He'd watched his father shift on more than one occasion, so this wasn't the first time he'd seen a dragon in the flesh. It still never got easy. They were not just huge, but alien-looking, every part of their body adapted to be the most powerful and efficient predator in the modern world ... perhaps the most effective predator the world had ever seen.

The sudden, incongruous image of a dragon fighting a dinosaur popped into Ben's head. His lips twitched.

"Why are you smiling?" Reive demanded, his voice a deep rumble. Dragons were among the only shifters who could speak in their animal form.

"Just wondering if you'd win in a fight against a T-rex."

Reive stared down at him. "Are you stalling?"
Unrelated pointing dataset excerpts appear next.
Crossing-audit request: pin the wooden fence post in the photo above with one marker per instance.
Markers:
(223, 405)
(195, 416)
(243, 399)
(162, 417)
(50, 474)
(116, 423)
"Not really. Just giving you a chance to change your mind. If you don't shift back immediately, I won't hesitate to use lethal force against you."

He wasn't sure if the curl of Reive's lip was amusement or contempt. "Puny little shifter, you couldn't hurt me if you tried."

Ben squeezed off a fusillade of bullets at him.

Despite his warning, he was trying to stop Reive, not kill him, so rather than aiming for the head, he fired into center mass: in this case, Reive's chest, a broad expanse of shimmering copper scales. That would've been a kill shot on a human, but given Reive's size, Ben wasn't even sure if the .38 would have enough stopping power to penetrate his scales.

Reive grunted, more in surprise than pain. Bright blood glistened on his chest, so at least the bullets had done some damage, but he showed no signs of being badly hurt.

"Really?" Reive rumbled. "You think that's going to stop me?"

"Worth a try." Maybe he should've gone for a headshot after all. By his count, he had four shots left—and no spare ammo, because it was all in his jacket (still in the house) and in his car.

Not that reloading would help a whole lot, unless what he was reloading was a cannon.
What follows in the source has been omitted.